16 Choćby srebra nazgromadzał jako prochu, a nasprawiał szat jako błota:
Al hoopt hij zilver op als stof, En stapelt kleren op als slijk,
17 Tedy nasprawiać ich on, ale sprawiedliwy oblekać je będzie, a srebro ono niewinny dzielić będzie.
Hij stapelt ze op, maar de vrome bekleedt er zich mee, En de onschuldige erft zijn geld.
18 Zbuduje dom swój jako mól, a jako stróż budę wystawi.
Hij trekt zijn woning op als een spin, Aan de hut gelijk, die wachters bouwen;
19 Bogaty zaśnie, a nie będzie pogrzebiony; spojrzyli kto, alić go niemasz.
Rijk legt hij zich neer: het is de laatste maal, Hij opent zijn ogen: hij is er niet meer.

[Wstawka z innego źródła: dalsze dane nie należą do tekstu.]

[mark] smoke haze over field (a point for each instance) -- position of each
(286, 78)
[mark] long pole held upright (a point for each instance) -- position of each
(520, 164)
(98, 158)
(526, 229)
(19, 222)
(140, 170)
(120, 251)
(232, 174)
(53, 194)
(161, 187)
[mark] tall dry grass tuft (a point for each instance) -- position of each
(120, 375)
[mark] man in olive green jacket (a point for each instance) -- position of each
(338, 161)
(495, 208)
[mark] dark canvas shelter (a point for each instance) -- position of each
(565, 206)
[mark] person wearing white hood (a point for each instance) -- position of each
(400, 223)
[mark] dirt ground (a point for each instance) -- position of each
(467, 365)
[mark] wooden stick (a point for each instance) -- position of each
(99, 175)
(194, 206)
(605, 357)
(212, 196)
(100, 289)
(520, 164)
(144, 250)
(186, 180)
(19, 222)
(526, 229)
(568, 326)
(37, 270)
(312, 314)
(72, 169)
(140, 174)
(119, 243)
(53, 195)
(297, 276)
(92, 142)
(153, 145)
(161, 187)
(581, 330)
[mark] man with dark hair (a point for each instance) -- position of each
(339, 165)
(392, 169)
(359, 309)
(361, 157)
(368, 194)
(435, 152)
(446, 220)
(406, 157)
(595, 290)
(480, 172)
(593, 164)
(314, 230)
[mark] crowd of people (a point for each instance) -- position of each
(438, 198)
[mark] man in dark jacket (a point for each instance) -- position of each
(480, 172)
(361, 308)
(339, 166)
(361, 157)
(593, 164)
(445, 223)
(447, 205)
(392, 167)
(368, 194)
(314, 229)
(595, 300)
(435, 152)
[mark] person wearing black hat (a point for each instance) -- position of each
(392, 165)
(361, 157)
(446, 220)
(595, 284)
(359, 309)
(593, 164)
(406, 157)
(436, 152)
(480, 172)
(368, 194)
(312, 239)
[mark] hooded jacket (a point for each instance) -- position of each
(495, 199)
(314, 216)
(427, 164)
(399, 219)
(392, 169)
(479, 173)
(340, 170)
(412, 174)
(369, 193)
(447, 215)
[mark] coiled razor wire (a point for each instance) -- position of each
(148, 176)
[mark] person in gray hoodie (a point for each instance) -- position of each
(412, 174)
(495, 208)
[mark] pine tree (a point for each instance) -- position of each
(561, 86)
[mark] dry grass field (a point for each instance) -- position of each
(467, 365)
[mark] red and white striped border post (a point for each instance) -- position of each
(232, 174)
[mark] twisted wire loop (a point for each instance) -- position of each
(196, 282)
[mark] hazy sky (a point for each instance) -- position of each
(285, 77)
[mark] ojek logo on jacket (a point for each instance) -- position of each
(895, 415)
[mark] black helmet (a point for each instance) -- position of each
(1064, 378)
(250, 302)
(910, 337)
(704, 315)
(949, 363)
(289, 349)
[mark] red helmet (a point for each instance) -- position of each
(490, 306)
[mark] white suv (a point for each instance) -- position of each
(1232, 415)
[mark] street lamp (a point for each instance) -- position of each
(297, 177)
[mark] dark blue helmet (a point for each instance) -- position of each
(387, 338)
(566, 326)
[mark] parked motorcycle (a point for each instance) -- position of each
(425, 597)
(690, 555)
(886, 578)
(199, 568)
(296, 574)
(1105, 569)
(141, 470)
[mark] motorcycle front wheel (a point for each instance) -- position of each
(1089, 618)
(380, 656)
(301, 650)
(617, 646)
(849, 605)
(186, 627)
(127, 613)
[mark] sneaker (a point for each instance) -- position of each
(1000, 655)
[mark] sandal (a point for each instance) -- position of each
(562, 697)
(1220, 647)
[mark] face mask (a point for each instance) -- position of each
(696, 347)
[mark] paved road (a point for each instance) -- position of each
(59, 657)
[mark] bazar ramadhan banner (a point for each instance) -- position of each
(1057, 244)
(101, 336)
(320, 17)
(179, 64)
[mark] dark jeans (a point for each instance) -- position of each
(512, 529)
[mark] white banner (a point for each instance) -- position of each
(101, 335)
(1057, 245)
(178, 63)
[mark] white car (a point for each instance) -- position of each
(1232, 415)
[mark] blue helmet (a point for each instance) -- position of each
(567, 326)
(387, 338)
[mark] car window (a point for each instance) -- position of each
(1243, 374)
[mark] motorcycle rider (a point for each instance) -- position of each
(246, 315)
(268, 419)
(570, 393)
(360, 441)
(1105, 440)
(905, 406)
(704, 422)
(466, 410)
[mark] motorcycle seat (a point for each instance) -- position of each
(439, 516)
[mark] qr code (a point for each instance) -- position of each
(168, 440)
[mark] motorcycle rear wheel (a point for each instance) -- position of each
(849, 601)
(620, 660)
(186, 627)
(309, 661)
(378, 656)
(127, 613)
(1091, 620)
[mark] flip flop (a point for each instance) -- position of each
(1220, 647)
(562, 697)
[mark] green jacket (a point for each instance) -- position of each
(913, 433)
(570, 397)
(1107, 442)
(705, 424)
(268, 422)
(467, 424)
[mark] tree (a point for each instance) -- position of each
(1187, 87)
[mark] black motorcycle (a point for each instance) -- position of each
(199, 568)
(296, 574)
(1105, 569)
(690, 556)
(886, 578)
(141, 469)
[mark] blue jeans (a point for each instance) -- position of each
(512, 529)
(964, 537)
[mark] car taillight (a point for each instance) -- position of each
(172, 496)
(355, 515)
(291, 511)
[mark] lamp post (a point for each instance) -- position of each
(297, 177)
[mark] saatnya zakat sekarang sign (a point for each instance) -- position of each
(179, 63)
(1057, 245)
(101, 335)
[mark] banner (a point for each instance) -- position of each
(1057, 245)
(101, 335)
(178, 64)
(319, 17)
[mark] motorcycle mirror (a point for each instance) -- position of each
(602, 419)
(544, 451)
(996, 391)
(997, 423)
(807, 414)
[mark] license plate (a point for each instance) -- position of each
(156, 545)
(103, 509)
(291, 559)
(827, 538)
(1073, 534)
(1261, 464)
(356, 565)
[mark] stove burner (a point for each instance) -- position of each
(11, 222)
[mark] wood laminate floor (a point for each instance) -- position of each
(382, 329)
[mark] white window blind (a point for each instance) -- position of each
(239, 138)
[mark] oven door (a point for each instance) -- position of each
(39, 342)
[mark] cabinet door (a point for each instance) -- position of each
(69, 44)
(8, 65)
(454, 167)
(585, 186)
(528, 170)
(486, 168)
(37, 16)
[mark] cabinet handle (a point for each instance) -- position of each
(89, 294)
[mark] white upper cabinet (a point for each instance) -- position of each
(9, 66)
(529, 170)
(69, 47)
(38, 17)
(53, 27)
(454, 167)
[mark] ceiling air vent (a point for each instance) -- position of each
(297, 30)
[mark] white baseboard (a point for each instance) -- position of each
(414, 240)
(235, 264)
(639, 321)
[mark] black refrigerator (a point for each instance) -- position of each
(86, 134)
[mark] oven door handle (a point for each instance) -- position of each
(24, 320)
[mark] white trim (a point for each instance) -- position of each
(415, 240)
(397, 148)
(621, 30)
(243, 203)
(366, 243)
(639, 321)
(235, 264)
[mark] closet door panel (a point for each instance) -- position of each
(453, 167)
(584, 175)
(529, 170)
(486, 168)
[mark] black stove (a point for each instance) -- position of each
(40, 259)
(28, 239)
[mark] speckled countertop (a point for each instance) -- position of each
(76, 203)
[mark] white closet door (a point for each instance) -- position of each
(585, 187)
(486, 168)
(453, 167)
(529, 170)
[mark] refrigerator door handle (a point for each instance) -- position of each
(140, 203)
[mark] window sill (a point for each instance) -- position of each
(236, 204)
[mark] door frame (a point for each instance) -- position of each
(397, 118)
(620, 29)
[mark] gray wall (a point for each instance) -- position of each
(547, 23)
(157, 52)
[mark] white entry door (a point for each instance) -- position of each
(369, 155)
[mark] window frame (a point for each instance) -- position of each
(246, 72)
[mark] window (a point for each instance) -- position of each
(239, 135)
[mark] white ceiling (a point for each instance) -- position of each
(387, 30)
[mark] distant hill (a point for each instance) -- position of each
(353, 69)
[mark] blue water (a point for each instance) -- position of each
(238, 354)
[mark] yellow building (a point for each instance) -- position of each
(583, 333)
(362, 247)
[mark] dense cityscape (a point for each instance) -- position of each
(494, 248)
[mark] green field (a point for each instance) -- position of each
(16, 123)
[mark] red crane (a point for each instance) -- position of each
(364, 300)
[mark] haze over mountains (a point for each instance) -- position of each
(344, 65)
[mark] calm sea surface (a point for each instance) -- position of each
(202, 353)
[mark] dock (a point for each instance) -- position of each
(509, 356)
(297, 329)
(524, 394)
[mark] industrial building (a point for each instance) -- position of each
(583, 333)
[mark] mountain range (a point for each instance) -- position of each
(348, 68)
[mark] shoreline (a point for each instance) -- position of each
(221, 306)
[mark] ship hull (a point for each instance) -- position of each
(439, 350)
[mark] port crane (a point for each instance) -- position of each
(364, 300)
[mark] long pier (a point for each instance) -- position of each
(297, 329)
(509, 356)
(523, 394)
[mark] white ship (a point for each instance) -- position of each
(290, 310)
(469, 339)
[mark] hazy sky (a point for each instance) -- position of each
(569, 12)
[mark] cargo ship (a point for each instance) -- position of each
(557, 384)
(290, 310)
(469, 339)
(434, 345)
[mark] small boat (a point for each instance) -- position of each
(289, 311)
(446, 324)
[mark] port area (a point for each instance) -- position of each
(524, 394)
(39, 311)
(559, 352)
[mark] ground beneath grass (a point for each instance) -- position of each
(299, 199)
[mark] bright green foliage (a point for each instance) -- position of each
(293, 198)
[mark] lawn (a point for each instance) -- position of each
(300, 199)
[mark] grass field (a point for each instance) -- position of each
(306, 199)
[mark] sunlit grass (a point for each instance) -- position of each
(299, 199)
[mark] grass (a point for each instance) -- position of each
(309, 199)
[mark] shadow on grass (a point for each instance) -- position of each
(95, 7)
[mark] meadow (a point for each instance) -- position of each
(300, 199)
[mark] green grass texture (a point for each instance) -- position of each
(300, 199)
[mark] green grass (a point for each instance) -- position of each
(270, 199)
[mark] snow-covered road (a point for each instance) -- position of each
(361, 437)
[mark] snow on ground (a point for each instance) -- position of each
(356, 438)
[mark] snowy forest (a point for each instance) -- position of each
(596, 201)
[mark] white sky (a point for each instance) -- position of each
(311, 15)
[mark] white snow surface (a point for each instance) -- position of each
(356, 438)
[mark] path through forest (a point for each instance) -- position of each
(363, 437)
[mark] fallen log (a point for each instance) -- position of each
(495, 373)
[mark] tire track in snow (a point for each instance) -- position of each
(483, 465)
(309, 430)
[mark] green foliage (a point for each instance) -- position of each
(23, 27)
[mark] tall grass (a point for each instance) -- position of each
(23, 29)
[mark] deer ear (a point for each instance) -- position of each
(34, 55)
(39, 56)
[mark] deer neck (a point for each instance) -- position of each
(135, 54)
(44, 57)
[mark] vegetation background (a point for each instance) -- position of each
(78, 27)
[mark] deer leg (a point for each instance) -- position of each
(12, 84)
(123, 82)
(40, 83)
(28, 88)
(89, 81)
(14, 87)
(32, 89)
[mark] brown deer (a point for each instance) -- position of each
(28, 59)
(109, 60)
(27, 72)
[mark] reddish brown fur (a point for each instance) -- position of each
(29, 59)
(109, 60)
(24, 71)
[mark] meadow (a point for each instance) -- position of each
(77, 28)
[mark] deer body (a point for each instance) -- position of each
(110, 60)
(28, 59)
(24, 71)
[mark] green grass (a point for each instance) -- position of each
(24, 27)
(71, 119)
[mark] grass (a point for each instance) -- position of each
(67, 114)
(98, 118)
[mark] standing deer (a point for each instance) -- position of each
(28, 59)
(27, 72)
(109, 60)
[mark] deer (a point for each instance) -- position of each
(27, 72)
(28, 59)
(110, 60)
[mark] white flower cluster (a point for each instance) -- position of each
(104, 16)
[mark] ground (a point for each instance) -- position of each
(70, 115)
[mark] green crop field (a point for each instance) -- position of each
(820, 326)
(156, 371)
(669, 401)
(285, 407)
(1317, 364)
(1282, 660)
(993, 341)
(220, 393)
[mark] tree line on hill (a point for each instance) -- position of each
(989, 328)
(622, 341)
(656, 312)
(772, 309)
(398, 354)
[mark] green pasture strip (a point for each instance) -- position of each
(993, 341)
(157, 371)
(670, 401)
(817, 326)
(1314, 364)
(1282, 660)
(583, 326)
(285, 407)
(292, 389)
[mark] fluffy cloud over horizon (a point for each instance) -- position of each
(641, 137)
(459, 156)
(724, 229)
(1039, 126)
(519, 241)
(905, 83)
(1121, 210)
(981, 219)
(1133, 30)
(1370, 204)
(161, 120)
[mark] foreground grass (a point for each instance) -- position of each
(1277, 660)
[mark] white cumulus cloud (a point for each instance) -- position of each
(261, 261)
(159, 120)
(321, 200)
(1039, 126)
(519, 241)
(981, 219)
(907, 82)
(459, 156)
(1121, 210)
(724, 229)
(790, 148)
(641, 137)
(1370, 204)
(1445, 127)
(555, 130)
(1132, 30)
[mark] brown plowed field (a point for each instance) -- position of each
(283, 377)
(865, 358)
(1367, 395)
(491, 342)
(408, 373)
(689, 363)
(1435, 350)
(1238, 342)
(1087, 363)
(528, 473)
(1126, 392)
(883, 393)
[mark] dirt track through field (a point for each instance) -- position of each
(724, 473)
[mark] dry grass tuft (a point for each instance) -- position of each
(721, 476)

20 Zachwycą go strachy jako wody, w nocy go porwie wicher.
Verschrikkingen grijpen hem aan overdag, En ‘s nachts sleurt een stormwind hem weg;
21 Pochwyci go wiatr wschodni, a odejdzie; bo wicher ruszył go z miejsca swego.
De oostenwind neemt hem op: daar gaat hij heen, Hij vaagt hem weg van zijn plaats.
22 Toć Bóg nań dopuści, a nie przepuści mu, choć przed ręką jego prędko uciekać będzie.
Zonder erbarmen slingert God zijn pijlen op hem af, Zodat hij voor zijn slagen moet vluchten;
23 Klaśnie każdy nad nim rękoma swemi, i wysyka go z miejsca swego.
Men klapt over hem in de handen, En fluit hem uit zijn woonplaats na.